Die Ping Ingenieure haben sich den G425 Max 2021 Kopf vorgenommen und so verbessert, dass beim Ping G430 Max Drivermessbare Ballgeschwindigkeitsgewinne erzielt werden und gleichzeitig der Klang verbessert werden konnte. Da er mit seinem 460 ccm großen Kopf der fehlertoleranteste Ping-Driver ist, passt er laut Hersteller zu den meisten Golfern.

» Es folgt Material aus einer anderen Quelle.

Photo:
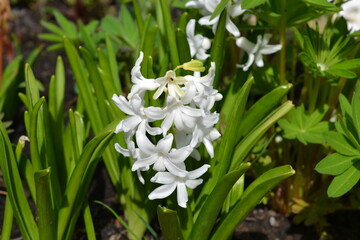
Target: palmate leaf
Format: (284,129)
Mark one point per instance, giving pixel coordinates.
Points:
(305,128)
(345,164)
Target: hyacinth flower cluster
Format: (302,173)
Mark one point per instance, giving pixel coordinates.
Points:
(186,122)
(199,44)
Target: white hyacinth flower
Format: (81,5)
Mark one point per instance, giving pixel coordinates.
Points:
(170,82)
(198,44)
(161,156)
(141,84)
(208,7)
(256,51)
(351,12)
(134,108)
(172,181)
(187,114)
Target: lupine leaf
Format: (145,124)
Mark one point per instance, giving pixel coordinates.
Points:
(219,8)
(340,144)
(247,4)
(210,210)
(305,128)
(250,198)
(335,164)
(342,183)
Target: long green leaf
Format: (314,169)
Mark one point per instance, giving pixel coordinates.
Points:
(217,48)
(244,147)
(169,223)
(8,220)
(169,32)
(251,197)
(84,85)
(22,212)
(44,209)
(76,188)
(212,206)
(247,4)
(342,183)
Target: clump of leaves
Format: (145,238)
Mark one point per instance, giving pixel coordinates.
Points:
(326,54)
(345,163)
(303,127)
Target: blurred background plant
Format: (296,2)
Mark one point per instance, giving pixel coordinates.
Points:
(317,65)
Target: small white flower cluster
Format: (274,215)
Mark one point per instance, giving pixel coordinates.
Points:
(351,12)
(187,121)
(199,44)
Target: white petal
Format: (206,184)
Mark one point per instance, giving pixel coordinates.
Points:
(231,27)
(122,150)
(162,191)
(193,183)
(164,145)
(144,163)
(167,122)
(163,178)
(245,44)
(123,104)
(144,143)
(182,195)
(179,155)
(198,172)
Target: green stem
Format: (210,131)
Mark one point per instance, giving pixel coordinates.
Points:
(138,16)
(282,65)
(313,94)
(169,31)
(45,214)
(89,225)
(7,221)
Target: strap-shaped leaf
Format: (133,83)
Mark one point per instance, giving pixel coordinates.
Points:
(251,197)
(210,210)
(169,223)
(219,8)
(22,212)
(335,164)
(45,213)
(247,4)
(244,147)
(80,180)
(340,144)
(342,183)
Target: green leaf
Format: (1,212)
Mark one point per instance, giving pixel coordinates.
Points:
(169,223)
(229,140)
(261,109)
(68,27)
(22,212)
(219,8)
(170,34)
(340,144)
(117,217)
(247,143)
(8,220)
(217,48)
(251,197)
(356,110)
(323,3)
(212,206)
(247,4)
(335,164)
(45,214)
(348,64)
(341,72)
(305,128)
(342,183)
(80,179)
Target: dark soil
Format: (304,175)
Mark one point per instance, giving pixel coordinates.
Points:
(261,224)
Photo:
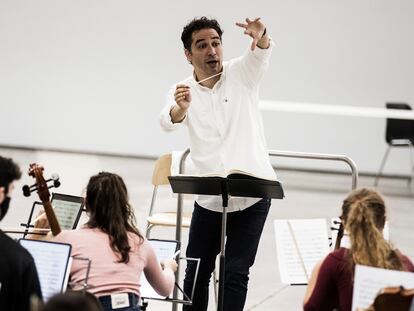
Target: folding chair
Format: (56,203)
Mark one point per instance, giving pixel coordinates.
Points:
(398,133)
(162,170)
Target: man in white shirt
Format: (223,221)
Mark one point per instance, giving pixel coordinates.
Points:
(219,105)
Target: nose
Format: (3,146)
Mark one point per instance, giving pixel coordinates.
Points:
(211,50)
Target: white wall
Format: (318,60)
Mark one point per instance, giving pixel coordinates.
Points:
(92,75)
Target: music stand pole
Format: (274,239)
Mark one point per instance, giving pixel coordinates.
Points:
(225,197)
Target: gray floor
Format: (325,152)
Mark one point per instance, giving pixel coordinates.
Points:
(308,195)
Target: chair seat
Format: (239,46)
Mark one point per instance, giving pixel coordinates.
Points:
(168,219)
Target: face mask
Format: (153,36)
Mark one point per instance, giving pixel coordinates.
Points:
(4,207)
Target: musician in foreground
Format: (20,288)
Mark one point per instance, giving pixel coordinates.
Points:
(118,251)
(18,275)
(331,283)
(219,105)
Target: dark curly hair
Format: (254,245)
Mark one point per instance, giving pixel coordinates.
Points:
(195,25)
(9,171)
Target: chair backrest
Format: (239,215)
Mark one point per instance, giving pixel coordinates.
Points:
(394,298)
(162,169)
(399,128)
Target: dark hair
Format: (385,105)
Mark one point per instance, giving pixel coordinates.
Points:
(109,210)
(195,25)
(9,171)
(73,301)
(363,213)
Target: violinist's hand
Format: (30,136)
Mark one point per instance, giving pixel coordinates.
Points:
(169,264)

Mehr Speed durch dünnere Schlagfläche
Die zusätzliche Ballgeschwindigkeit verdankt der Ping G430 Max Allround-Driver einer flacheren und dünner geschmiedeten VFT-Schlagfläche. So konnte man das Schlagflächengewicht reduzieren und gleichzeitig mehr Elastizität erzeugen. Das Ergebnis sind höhere Ballgeschwindigkeiten, die zu den bisher größten Distanzgewinnen bei Ping-Drivern führen.
Die geschmiedete Schlagfläche ist sechs Pozent dünner und 0,1 Inches flacher
Das Plus an Ballgeschwindigkeit ist zudem dem erstmals bei einem Ping-Driver eingesetzten Spinsistency-Design der Schlagfläche zu verdanken. Die Technologie mit variablem Rollradius hat sich bereits bei den Vorgänger Fairwayhölzern und Hybriden bewährt und wurde jetzt in die Driver integriert. Sie steigert durch den reduzierten Spin die Performance bei dünn getroffenen Schlägen. Das Ergebnis sind höhere Ballgeschwindigkeiten und konstant längere Abschläge.

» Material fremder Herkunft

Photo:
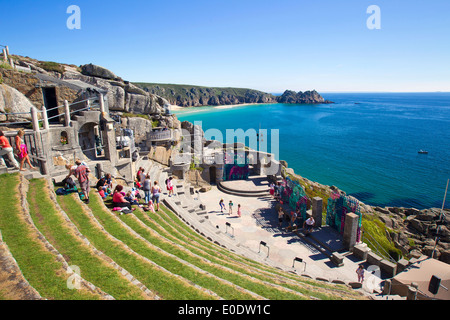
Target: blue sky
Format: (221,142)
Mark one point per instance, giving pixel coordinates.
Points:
(266,45)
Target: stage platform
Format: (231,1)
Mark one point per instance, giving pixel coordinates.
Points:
(254,186)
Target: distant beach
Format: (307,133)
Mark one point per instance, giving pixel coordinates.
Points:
(187,110)
(366,144)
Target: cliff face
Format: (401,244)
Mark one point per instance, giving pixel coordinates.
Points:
(195,96)
(307,97)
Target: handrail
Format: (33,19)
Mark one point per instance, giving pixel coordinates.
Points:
(378,246)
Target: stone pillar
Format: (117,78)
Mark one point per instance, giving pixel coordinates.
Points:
(34,119)
(45,118)
(412,293)
(387,287)
(317,208)
(350,230)
(109,141)
(219,173)
(67,113)
(102,103)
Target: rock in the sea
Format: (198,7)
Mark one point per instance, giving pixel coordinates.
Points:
(12,101)
(96,71)
(307,97)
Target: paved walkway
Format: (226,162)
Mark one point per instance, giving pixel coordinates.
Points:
(259,222)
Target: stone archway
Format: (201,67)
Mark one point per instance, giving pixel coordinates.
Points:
(90,141)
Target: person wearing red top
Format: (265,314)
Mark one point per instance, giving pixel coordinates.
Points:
(119,199)
(82,174)
(6,149)
(22,150)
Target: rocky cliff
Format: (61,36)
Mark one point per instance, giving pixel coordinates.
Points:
(307,97)
(406,232)
(196,96)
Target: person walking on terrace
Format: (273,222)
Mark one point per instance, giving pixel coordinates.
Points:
(230,207)
(82,174)
(22,150)
(147,187)
(6,149)
(222,205)
(156,192)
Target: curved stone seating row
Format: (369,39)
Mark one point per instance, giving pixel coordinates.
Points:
(104,221)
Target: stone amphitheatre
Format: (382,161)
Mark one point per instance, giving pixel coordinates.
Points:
(58,247)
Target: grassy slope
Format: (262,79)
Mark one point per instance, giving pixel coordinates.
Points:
(75,252)
(38,265)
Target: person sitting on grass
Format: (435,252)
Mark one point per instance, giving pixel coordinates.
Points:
(102,193)
(119,200)
(150,206)
(131,197)
(308,225)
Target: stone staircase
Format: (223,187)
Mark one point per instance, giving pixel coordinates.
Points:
(136,256)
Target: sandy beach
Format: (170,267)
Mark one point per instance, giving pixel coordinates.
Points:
(178,108)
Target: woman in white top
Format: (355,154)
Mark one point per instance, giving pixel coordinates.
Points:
(309,224)
(156,191)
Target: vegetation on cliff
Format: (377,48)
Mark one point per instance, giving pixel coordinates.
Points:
(195,96)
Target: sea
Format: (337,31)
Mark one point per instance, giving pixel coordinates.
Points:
(366,144)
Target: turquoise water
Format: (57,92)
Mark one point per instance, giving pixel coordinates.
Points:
(366,144)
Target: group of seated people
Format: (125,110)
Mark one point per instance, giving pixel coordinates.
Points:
(294,219)
(122,201)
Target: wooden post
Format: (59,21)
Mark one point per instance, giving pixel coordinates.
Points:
(67,113)
(45,118)
(102,103)
(34,119)
(317,208)
(350,230)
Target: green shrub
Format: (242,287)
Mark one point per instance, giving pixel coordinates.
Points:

Besserer Sound durch interne Rippenstruktur
Der verbesserte und angenehme Klang im Treffmoment ist das Ergebnis der Feinabstimmung der Frequenzen des Driver-Kopfs durch eine neue Rippenstruktur im Inneren des Kopfs. Diese verbessert zudem den Speed und stabilisiert Krone und Sohle.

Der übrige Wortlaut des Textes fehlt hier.